The intensive training programs in the Ouspensky line, where everybody knows all the old Movements by heart, originated no doubt from the time that Gurdjieff demanded his pupils to exercise them, five to six hours a day, as preparation for the public demonstrations in Paris and in America. The focus on the newer exercises in the Foundation, and the way to connect them to inner work, stems from the last stage of Gurdjieff´s Movements teaching and the enthusiasm of Mme. Jeanne de Salzmann, who preserved many of these exercises. The readiness to experiment with new forms of Movements education, characteristic of the Bennett line, mirrors the open-mindedness of John Bennett himself.
The key supplied by this comparative effort, and the basic lesson to be learned is that no line is perfect. When you want the best of these three worlds you have to sacrifice your isolation and start working together. That means to co-operate without being incorporated. This is what we in the Berlin and Amsterdam Movement groups have done.

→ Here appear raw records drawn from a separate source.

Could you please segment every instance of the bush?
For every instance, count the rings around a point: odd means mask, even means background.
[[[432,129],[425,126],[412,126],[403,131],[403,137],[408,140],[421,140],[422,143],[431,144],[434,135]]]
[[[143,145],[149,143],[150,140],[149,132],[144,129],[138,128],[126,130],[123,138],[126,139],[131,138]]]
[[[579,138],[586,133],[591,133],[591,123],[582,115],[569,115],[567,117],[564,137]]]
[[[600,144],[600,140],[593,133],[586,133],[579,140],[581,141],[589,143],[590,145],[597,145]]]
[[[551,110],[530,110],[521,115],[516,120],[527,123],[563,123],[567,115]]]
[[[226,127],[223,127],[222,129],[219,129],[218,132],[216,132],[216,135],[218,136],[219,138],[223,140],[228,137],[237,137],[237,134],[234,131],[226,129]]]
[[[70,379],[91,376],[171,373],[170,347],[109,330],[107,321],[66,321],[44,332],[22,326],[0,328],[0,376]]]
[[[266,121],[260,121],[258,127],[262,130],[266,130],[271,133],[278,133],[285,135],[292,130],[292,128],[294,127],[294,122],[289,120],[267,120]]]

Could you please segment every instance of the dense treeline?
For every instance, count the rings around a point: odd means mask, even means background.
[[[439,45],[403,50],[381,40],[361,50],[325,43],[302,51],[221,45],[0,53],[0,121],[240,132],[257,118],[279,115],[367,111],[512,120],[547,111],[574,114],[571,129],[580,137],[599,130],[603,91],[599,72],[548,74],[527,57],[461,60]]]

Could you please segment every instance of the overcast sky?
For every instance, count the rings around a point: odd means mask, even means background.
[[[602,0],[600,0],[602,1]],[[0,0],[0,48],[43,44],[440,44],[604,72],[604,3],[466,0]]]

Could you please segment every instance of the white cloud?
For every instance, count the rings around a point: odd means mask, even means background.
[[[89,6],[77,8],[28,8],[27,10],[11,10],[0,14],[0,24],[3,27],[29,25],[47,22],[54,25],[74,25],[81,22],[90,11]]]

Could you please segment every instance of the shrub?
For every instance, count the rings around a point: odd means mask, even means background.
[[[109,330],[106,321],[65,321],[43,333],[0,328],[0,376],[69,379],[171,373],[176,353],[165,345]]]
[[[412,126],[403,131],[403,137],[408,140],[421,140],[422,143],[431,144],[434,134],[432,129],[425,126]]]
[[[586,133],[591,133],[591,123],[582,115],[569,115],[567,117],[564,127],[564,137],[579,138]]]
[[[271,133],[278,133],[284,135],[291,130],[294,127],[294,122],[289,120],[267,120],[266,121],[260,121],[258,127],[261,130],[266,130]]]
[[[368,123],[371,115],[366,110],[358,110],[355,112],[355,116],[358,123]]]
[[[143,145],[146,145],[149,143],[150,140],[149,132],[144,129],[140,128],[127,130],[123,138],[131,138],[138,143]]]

Years ago, we organised in Amsterdam an exchange on the subject of the „old“ Movements between our group and a group of the original „Ouspensky“ line. To our surprise, Mrs. van Oyen, one of the two living members of Ouspensky’s London group, turned up to join us and when asked why, given her extreme old age, she replied, „I saw many years ago how the Work had split itself into small fractions. Now I heard that an effort is being made to unite what I had seen drift apart, and for this reason I insisted on being present. Only if we work together will there be results!“
This is a direction we hope will continue.